First rule of community building – set guidelines!

Don’t look at them as rules that must be followed, though they essentially are, but consider them the defining points that enable your members to get the support they need. For example: I belong to the Montréal + Startups Facebook group. A group dedicated to helping startups in Montreal learn and collaborate with each-other. I don’t post about my kids in this group. Why? Because the group manager has set some very basic guidelines “pinned” to the top of the page to help existing and new members understand the purpose of this group:

Promotion of books, events or services without relationship to Montreal+Startups group is banned.

Discussing knowledge, startup tips, sharing montreal startup news, community events and success stories, are good.

So think twice on how your post can benefit the community. Thanks!

Simple and effective! As a current or potential member I know what this group is for. If I break the “rules” I will be warned. If I continue to break the rules I will be banned. You should never be afraid to stamp out abuse in your community!

Let’s take a look at another example from Penny Arcade, one of the largest gaming forums on the web, their rules are rather lengthy, you can read the full thread here, but here’s the opening:

Screen Shot 2013-10-29 at 11.59.59 AMAn Important Note About The Nature Of These Rules

This thread is intended as a guide to the most important rules that must be followed by all members of our forums.

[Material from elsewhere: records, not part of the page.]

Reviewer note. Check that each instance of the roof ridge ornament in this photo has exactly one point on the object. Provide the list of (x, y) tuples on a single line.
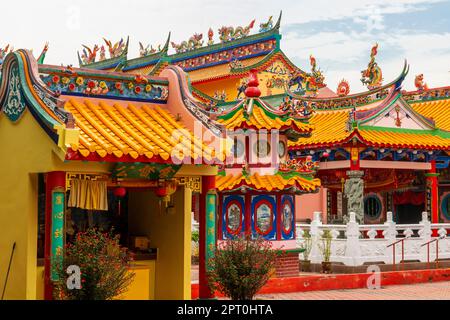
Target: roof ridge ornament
[(230, 33), (252, 90), (372, 77)]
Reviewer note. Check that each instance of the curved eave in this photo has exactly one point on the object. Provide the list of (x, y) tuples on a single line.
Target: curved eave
[(358, 133), (95, 157), (395, 84), (274, 32)]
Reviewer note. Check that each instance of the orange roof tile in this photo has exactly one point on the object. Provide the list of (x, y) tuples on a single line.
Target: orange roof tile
[(438, 110), (115, 128), (266, 182), (329, 127), (220, 70), (259, 119)]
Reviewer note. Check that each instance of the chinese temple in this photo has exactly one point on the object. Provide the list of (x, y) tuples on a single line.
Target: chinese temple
[(229, 129)]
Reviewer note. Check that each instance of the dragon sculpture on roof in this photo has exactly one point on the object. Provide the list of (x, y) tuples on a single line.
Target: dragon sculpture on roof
[(5, 51), (372, 77), (307, 83), (194, 42), (116, 49), (147, 50), (230, 33), (89, 55)]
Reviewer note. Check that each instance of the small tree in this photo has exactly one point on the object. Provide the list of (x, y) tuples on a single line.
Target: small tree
[(325, 246), (103, 264), (241, 267), (306, 245)]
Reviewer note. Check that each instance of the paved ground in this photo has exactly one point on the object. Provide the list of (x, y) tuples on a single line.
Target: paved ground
[(423, 291)]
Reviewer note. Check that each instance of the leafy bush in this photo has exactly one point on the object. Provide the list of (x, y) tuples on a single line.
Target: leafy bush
[(325, 246), (103, 264), (195, 236), (306, 245), (241, 267)]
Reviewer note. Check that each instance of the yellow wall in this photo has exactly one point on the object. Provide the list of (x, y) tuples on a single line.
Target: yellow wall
[(171, 234), (25, 150)]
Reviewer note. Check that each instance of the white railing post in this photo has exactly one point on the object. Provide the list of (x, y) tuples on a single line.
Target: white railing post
[(352, 247), (390, 234), (315, 232)]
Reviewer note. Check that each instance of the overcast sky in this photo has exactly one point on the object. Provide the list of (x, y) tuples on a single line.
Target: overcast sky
[(339, 34)]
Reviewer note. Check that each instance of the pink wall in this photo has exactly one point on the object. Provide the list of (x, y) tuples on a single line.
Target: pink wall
[(306, 204)]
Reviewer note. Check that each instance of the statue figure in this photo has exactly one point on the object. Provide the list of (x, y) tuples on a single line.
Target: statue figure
[(102, 53), (4, 52), (89, 55), (419, 83), (372, 76), (263, 27), (210, 37), (354, 192), (307, 83), (241, 89), (194, 42), (116, 49), (230, 33)]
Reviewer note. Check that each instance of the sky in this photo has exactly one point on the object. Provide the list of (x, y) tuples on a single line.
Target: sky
[(339, 34)]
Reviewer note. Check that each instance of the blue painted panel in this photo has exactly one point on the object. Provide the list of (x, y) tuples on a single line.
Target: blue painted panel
[(228, 200), (287, 200), (269, 200)]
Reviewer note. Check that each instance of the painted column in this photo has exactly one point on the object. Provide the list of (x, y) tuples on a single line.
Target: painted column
[(207, 230), (55, 188), (354, 192), (432, 187)]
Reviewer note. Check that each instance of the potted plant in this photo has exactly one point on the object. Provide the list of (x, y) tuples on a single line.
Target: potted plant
[(325, 249), (241, 267), (306, 247), (103, 265)]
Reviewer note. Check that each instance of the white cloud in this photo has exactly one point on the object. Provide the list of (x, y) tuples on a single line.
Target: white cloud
[(68, 24)]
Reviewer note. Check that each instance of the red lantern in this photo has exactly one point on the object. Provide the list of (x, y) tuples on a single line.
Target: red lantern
[(120, 192)]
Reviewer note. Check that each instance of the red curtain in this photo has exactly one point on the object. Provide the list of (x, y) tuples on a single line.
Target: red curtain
[(409, 197)]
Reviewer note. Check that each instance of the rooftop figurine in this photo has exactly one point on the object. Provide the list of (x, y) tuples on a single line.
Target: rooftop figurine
[(419, 83), (194, 42), (230, 33), (266, 26), (147, 50), (5, 51), (90, 55), (372, 77), (116, 49)]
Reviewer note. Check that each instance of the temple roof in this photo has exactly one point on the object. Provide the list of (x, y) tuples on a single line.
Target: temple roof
[(256, 114), (140, 131), (106, 116), (338, 127), (277, 182)]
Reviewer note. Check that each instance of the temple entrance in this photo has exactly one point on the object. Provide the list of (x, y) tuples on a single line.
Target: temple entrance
[(409, 213)]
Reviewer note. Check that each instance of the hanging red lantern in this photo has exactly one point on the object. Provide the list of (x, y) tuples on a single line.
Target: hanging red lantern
[(120, 192)]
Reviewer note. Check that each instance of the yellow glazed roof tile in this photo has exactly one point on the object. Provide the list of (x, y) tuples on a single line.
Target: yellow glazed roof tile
[(260, 120), (266, 182), (405, 139), (438, 110), (220, 70), (139, 131), (329, 127)]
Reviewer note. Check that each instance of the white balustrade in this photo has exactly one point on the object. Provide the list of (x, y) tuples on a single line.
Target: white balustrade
[(354, 244)]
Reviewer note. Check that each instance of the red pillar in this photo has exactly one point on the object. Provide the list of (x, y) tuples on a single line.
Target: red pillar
[(54, 180), (208, 184), (432, 178)]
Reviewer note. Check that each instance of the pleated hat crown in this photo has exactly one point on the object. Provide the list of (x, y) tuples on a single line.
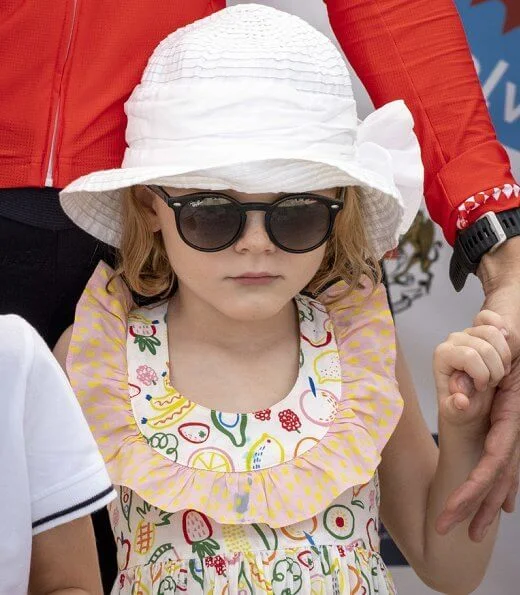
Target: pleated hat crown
[(256, 100)]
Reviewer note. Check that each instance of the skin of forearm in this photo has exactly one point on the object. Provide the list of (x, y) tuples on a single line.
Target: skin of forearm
[(459, 561)]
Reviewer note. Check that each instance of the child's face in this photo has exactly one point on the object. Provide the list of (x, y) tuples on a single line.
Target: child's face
[(228, 279)]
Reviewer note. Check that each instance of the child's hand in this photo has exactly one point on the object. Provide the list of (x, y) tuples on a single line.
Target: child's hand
[(468, 366)]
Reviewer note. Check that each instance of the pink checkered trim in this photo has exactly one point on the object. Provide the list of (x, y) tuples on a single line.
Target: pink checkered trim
[(507, 191)]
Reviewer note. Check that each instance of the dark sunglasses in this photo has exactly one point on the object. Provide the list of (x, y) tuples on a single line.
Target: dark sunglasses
[(212, 221)]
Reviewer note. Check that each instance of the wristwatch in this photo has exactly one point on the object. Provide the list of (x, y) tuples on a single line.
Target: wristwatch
[(485, 235)]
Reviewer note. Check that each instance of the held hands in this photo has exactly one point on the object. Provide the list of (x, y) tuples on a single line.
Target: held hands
[(493, 483), (468, 367)]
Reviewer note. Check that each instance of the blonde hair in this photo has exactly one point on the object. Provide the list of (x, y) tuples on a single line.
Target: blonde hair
[(143, 262)]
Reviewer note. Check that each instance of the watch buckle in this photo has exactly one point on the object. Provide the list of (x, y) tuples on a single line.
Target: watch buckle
[(496, 228)]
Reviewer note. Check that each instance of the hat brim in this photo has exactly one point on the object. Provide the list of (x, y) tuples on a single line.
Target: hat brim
[(93, 202)]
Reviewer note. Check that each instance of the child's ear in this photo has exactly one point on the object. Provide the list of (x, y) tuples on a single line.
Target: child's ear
[(148, 202)]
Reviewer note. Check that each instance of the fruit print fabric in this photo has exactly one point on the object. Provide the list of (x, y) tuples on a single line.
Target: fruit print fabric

It contains all of the most crucial information you will need in order to participate and also contains a FAQ about our forum culture.

What’s key here is the opening sentence ” … This thread is intended as a guide to the most important rules … ” They make it very clear that it is a guide to what they consider most important. They go on to explain why every member must follow these guidelines. They break down expectations for each category of the forum and make it very clear that you will “banned” if you don’t follow these guidelines.

Penny Arcade went through a tough period of growth where the guidelines they had were not good enough and abuse was at an all time high leaving many members no option but to leave for peace of mind. Like most things on the web, guidelines need to scale and change with your community’s growth. Strong communities look to their members for advice on their guidelines. Setting guidelines is essential to building a genuine culture around your community. Ask your community what kind of experience they want and expect. You can always change the guidelines, but you can’t change bad members!

I came across this great post, a framework for online community management, that discusses how to determine what is considered good or bad behaviour in your community. Sangeet Paul Choudary is an internet geek who currently works for 500 startups and explains the basics behind understanding user activity, regulation and prevention of actions taken in most online communities. It’s a solid read and I highly recommend it.

I also stumbled upon a Quora post asking “What are some good books for community managers to read” it’s a big list but there are definitely some gems in there. I would recommend reading Trust Agents by Chris Brogan and The Thank You Economy by Gary Vaynerchuk – 2 of my faves!

There’s plenty to be said on this subject and I hope I’ve given you something to think about if you’re considering starting your own community or if you have abuse issues in the one you currently run. I hope to write more on this subject in the future.